La décision de radiation de Tidjane Thiam de la liste électorale en Côte d’Ivoire, rendue publique récemment, suscite un vif émoi. Pour en comprendre les fondements, il faut revenir au cœur du débat : le Code de la nationalité ivoirienne, et en particulier son article 48. Celui-ci stipule que tout Ivoirien ayant acquis une autre nationalité après l’âge de 18 ans perd de facto sa nationalité ivoirienne. Cette disposition, peu connue du grand public, est aujourd’hui au centre d’une tempête politico-juridique.
Selon cette lecture, un citoyen né Ivoirien, mais ayant acquis une autre nationalité à l’âge adulte — par exemple après des études à l’étranger — cesse légalement d’être Ivoirien, sauf s’il s’agit d’une double nationalité obtenue à la naissance. En d’autres termes, un enfant né d’un parent ivoirien et d’un parent étranger peut conserver sa binationalité, car celle-ci ne résulte pas d’un choix ultérieur.
C’est sur cette base que des militants proches du pouvoir ont saisi la justice pour contester la présence de Thiam sur la liste électorale. Pourtant, en 2022, il avait été valablement inscrit, muni d’un certificat de nationalité ivoirienne. La Commission électorale indépendante (CEI), après examen, avait confirmé sa régularité. Mais ses décisions étant susceptibles de recours, l’affaire a été portée devant un juge qui, ce week-end, a tranché : Tidjane Thiam ne remplit pas les conditions pour figurer sur la liste électorale, estimant qu’il n’était pas Ivoirien au moment de son inscription.
Une interprétation qui repose sur la supposition que Thiam aurait acquis la nationalité française après sa majorité. Or, ses avocats soutiennent l’inverse. Selon eux, Thiam est né Français. Son père, d’origine sénégalaise, n’aurait jamais détenu la nationalité sénégalaise et était citoyen français en vertu de son statut colonial sous l’AEF. Le nom de Thiam figure d’ailleurs dans le registre des Européens nés en Côte d’Ivoire, ce qui confirmerait sa nationalité française de naissance.
Désormais apatride ?
Le nœud du litige réside dans un décret de naturalisation obtenu par Thiam, que ses avocats qualifient de « naturalisation par surabondance ». Il s’agirait d’une formalité permettant à une personne déjà française de jouir pleinement de ses droits, sans pour autant signifier qu’il aurait acquis cette nationalité après sa majorité.
Autre élément troublant, Thiam a récemment renoncé à sa nationalité française, procédure qui n’est autorisée par la France que si le demandeur peut prouver qu’il possède une autre nationalité. Cela signifierait que, jusqu’à cette date, Thiam était bien reconnu comme Ivoirien par les autorités françaises.

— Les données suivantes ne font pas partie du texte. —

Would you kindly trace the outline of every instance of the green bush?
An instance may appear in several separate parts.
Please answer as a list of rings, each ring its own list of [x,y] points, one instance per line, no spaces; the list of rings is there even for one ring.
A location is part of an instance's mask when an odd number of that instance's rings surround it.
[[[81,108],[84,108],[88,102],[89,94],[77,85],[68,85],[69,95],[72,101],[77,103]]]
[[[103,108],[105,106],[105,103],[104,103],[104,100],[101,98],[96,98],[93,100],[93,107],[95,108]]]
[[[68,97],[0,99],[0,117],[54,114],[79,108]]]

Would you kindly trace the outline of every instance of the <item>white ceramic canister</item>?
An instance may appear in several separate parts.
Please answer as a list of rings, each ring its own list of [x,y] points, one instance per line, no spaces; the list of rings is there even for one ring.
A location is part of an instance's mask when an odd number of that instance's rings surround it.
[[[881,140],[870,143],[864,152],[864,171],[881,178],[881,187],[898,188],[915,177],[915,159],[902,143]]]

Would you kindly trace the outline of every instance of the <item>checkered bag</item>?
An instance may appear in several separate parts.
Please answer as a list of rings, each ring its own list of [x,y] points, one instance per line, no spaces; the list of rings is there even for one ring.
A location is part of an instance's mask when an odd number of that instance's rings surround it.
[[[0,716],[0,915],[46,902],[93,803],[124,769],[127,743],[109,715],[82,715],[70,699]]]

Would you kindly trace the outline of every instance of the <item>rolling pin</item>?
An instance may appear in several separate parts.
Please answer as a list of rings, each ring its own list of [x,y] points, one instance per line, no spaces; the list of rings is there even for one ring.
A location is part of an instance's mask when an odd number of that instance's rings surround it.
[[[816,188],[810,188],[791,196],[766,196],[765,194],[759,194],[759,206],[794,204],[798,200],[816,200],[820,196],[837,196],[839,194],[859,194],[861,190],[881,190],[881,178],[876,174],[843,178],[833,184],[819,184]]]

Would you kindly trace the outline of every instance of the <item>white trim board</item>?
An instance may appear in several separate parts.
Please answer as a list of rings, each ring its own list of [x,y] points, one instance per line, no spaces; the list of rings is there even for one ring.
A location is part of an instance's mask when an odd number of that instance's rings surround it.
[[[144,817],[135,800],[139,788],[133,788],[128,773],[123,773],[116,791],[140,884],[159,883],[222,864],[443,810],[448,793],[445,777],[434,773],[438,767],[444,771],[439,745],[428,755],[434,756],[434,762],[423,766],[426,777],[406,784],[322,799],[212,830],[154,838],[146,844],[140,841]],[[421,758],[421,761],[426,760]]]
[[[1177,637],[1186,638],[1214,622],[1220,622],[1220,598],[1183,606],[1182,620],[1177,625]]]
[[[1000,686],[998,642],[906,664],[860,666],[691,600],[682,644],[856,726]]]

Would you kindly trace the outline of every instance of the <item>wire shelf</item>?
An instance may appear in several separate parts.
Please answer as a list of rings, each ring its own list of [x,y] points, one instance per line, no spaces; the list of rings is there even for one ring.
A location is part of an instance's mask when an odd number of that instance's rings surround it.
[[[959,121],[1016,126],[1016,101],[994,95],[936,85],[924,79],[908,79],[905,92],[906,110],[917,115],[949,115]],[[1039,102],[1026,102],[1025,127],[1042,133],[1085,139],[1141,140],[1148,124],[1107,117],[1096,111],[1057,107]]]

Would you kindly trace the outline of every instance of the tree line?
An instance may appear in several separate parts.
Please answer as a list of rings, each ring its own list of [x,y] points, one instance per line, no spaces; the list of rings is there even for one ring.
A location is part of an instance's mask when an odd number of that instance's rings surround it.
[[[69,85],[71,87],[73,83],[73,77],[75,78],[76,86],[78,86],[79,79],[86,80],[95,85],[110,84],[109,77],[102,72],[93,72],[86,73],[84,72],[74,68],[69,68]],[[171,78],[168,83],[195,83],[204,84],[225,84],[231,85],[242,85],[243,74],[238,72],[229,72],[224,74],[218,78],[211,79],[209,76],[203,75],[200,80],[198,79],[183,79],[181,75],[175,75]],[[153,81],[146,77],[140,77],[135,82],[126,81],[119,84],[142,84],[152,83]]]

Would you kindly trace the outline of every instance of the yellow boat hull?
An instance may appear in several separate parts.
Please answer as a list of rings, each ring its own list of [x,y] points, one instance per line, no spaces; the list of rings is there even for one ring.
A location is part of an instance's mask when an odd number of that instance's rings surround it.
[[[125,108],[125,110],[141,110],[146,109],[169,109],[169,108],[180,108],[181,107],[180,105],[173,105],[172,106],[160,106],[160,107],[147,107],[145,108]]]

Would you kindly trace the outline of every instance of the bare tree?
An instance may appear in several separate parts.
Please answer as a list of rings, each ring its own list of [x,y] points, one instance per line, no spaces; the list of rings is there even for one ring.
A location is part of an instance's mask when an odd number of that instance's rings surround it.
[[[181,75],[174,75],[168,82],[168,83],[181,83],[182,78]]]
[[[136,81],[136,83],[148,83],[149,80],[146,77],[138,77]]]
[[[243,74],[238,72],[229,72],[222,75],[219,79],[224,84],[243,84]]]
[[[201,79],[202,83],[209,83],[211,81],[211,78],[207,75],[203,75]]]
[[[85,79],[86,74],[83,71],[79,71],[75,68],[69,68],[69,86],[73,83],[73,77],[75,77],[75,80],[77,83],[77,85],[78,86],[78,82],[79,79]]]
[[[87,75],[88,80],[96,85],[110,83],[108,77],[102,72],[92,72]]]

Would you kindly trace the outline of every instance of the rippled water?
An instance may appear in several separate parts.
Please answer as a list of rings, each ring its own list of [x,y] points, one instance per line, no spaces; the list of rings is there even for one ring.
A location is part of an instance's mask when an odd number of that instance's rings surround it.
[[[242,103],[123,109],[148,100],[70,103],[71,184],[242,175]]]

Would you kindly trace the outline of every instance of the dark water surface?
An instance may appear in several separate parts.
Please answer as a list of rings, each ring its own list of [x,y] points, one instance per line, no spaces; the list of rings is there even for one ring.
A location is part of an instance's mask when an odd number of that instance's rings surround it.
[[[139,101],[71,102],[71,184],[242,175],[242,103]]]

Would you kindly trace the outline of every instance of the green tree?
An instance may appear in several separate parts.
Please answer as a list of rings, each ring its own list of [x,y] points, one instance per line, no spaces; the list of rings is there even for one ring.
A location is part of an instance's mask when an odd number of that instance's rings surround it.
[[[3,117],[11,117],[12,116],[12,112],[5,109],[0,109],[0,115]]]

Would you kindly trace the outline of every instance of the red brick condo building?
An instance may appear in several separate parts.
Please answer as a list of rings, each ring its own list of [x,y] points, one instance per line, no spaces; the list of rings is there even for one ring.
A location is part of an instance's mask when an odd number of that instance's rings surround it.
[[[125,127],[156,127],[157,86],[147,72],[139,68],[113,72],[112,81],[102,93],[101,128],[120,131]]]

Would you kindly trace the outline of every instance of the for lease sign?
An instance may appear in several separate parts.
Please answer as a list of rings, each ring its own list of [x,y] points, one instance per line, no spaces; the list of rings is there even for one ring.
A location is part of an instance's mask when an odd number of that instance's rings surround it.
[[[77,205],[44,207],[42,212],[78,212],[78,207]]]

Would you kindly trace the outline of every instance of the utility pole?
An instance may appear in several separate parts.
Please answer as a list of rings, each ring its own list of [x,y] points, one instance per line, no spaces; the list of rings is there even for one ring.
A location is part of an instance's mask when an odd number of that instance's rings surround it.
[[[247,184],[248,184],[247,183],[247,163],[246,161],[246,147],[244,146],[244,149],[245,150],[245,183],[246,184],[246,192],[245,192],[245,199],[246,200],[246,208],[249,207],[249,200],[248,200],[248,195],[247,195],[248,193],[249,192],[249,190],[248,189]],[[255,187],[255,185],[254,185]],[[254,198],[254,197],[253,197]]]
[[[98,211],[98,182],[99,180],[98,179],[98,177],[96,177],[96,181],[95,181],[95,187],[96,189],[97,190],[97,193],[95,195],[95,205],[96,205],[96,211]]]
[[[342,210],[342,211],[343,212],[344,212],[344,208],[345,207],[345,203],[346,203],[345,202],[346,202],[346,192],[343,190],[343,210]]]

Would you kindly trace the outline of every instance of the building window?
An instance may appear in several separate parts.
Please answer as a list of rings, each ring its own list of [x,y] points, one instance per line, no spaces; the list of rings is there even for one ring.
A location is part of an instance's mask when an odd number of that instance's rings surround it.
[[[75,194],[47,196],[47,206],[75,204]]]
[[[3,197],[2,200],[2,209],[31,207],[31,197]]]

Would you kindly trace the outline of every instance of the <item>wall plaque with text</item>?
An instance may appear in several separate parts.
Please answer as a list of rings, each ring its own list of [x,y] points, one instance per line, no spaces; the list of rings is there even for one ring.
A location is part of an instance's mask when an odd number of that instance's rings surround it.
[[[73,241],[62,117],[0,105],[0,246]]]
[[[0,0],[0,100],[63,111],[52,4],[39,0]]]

La décision judiciaire soulève ainsi une contradiction profonde : si Thiam n’est plus Français et n’est pas reconnu comme Ivoirien, il devient apatride, situation incohérente avec le droit international.
Au-delà des considérations strictement juridiques, cette décision alimente les soupçons d’une instrumentalisation politique. Dans un pays marqué par des décennies de crises électorales liées à la question de la nationalité, la radiation de Thiam, potentiel candidat à la présidentielle, ne peut être perçue comme neutre. Certains y voient une manœuvre pour écarter un adversaire sérieux du jeu électoral.
Retour des vieux démons ?
Plus inquiétant encore, c’est l’impact de cette décision sur les milliers d’Ivoiriens de la diaspora. Beaucoup détiennent une double nationalité, acquise dans des circonstances similaires à celles de Thiam. Cette jurisprudence pourrait remettre en question leur droit de vote, voire leur citoyenneté ivoirienne, posant un problème majeur tant sur le plan administratif que politique.
Depuis les années 2000, la Côte d’Ivoire n’a jamais connu d’élection sans contentieux liés à la nationalité. L’article 48, flou et sujet à interprétation, symbolise ces tensions non résolues. La clarification de ce texte apparaît désormais comme un impératif démocratique.
Enfin, si cette décision réjouit certains camps politiques, elle participe aussi à renforcer les divisions au sein de la société ivoirienne. Dans un contexte déjà sensible, il appartient aux autorités de faire preuve de discernement pour éviter que la prochaine présidentielle ne rouvre les plaies du passé.